With one last breath, she screams out aloud —
Boy lands on feet. Serenades his mom … Mama, I’m proud!
Pelumi Olatinpo’s Poeta Soneta is a staggering achievement, not only in its impressive length for a single-author poetry collection (over 300 pages), but also in its masterful illustration of our contemporary moment. As a poet deeply concerned with the complexities and horror of the war in Gaza, racism in America, love, longing, grief, faith, the rise of artificial intelligence in art, and the craft of poetry itself, Olatinpo takes on a remarkable multitude of subjects and perspectives. All of these he unpacks and connects with an innovative approach to form: his sonetas and unique treatments of the sonnet.
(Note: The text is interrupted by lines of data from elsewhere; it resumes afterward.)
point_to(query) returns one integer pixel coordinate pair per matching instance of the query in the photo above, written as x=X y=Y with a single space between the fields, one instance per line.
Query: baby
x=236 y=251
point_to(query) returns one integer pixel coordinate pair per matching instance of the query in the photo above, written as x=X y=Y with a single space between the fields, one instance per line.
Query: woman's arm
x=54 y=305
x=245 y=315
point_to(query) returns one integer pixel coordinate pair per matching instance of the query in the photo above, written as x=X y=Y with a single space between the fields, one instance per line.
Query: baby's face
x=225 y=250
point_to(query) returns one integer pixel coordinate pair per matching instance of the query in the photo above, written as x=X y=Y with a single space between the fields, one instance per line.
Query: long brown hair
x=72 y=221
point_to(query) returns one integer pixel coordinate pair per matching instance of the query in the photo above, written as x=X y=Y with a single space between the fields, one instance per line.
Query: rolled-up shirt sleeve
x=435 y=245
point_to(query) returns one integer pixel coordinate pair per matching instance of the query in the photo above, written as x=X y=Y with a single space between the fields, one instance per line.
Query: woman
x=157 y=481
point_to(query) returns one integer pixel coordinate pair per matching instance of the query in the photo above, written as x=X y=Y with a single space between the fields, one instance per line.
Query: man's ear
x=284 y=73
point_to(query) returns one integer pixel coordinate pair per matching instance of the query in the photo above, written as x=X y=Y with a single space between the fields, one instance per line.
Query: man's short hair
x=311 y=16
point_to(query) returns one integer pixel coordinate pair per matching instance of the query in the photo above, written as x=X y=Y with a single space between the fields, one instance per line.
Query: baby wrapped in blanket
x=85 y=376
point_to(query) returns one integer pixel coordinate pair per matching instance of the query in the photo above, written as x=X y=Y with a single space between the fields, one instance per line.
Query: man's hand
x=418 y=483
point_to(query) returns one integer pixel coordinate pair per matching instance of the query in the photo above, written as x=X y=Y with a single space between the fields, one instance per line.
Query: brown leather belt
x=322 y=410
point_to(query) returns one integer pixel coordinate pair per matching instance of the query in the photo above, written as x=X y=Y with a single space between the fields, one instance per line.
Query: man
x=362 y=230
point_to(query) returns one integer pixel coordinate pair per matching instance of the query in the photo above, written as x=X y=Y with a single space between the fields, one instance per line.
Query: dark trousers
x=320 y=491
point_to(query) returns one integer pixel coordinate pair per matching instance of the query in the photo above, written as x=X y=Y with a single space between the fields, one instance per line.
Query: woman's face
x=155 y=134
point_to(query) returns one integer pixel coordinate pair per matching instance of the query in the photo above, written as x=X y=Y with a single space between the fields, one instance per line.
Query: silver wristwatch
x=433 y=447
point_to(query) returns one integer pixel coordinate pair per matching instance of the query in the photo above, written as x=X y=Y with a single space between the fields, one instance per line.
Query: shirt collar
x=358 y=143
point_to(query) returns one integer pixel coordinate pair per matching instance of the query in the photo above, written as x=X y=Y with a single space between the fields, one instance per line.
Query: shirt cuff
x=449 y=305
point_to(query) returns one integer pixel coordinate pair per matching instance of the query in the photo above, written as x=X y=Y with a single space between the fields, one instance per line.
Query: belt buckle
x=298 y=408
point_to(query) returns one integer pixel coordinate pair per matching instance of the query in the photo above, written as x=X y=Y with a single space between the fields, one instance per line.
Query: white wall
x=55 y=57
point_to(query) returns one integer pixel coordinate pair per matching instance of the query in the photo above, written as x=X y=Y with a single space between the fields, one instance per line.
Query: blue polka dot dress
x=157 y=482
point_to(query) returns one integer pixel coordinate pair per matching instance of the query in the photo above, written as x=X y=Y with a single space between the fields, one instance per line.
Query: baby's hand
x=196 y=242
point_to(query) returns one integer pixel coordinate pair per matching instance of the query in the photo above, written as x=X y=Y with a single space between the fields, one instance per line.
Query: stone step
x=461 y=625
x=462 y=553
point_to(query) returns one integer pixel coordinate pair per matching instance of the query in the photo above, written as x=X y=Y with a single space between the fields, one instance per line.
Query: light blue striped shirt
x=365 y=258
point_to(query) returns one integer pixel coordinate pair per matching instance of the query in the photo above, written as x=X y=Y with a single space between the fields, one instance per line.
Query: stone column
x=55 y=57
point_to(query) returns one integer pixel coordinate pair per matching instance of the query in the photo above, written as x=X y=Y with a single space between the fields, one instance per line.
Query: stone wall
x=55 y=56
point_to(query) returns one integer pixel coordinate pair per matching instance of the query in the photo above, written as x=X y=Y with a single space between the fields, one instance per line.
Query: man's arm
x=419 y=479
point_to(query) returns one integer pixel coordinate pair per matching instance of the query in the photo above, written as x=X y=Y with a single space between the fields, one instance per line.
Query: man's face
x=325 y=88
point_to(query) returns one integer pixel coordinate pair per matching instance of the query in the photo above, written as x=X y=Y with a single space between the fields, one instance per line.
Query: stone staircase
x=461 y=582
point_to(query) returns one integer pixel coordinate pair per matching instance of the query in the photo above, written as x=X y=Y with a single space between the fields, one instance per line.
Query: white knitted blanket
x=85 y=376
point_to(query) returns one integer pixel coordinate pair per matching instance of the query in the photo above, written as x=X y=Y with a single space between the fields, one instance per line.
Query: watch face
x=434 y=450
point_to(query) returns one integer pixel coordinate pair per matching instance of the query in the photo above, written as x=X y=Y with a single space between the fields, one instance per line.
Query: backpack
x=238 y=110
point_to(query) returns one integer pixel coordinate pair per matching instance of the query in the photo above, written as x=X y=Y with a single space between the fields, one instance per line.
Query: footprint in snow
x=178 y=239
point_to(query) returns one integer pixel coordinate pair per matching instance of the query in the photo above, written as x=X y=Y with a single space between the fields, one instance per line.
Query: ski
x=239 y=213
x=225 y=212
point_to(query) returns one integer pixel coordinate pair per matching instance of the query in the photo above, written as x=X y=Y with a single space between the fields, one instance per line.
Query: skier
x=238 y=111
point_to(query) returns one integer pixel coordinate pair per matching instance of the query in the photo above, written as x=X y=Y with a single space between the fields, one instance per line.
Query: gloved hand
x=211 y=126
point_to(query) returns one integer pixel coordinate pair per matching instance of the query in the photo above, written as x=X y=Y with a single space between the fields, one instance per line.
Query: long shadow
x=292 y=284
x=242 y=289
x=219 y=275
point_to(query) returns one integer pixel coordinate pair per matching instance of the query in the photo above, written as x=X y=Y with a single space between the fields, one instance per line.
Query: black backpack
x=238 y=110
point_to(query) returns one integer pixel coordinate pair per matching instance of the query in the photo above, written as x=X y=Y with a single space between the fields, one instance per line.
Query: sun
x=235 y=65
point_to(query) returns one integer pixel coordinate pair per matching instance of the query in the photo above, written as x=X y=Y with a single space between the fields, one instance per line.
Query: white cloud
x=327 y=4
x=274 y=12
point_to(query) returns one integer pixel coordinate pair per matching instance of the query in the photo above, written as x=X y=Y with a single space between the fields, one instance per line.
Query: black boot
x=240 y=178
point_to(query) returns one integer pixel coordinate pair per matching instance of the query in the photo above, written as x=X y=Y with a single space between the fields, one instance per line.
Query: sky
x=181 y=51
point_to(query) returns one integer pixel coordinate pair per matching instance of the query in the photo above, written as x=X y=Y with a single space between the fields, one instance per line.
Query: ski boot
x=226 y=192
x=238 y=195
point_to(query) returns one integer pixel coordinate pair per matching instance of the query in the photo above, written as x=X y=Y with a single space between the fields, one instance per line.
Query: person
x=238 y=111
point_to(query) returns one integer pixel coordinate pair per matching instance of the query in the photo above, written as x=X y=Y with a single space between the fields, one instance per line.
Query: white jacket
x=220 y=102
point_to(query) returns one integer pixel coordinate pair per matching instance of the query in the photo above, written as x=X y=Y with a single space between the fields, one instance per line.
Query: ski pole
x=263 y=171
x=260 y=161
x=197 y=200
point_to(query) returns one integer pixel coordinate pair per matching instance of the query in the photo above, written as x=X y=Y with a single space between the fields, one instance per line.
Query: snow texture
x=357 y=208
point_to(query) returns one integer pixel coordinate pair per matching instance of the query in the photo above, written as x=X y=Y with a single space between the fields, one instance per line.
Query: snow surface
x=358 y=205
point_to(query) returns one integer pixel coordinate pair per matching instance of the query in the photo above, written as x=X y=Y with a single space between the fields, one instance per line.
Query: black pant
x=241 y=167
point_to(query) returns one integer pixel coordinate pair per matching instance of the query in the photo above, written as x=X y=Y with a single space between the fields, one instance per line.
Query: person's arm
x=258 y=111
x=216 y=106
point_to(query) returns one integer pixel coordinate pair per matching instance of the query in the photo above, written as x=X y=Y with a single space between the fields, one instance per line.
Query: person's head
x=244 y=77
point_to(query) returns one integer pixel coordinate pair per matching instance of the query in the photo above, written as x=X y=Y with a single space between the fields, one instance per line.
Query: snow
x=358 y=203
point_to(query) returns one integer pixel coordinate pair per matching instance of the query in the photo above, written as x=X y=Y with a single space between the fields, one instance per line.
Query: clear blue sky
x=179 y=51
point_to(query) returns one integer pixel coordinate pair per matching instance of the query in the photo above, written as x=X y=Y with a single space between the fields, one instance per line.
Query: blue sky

“I find freedom in constraint,” Olatinpo writes in “Soneta 208.” Like a growing number of contemporary poets, finds tremendous liberty of exploration within the parameters of traditional and experimental formal poetry. As his writes in his introduction, the soneta (which populates the majority of the collection) is “an innovative poetic form that draws inspiration from the classic sonnet and the musical sonata.” It is a combination of formal reference points that emphasizes compression and deeply condensed language to reveal the intimacy of moments within vast, often tumultuous contexts.
These formally tight moments are organized in such a way that the recurring themes of the book mix and move together, flow in and out of one another. And the effect is a realistic, almost diaristic record of how the attentive individual experiences modern life. One moment, we are full of life and love in our own domestic settings. In the next, we feel the atrocity and violence done to people in our communities and abroad. Olatinpo feels and understands these subjects intensely and personally while drawing them as interconnected in today’s consciousness.
Throughout the book, Olatinpo reveals the myriad of artistic mentors and cultural affections that inform his work. Song lyrics, scripture, recurring allusions to the inscription on the Statue of Liberty, and nods to Shakespeare’s own sonnet-writing pepper the collection. Olatinpo’s specific reverence for Shakespeare becomes especially evident in the collection’s final movement of sonnets. Here, the poet most allows himself to play with the vernacular of Shakespeare’s pages. At one point, the poet asks, “WHY as the Bard do I write/ And my style few departures take?” It is an interesting question, but one that ties back to Olatinpo’s use of tight poetic form—there is a bounty of creativity and play tapped when traditional elements guide the exploration of what we feel and see in the now.
Poeta Soneta is a remarkable collection. And Olatinpo is something of a formal genius. To read this book is to experience not only beautiful poetry, but also the beauty of poetic thinking through the union of close attention to the world of today and careful devotion to the craft of composition.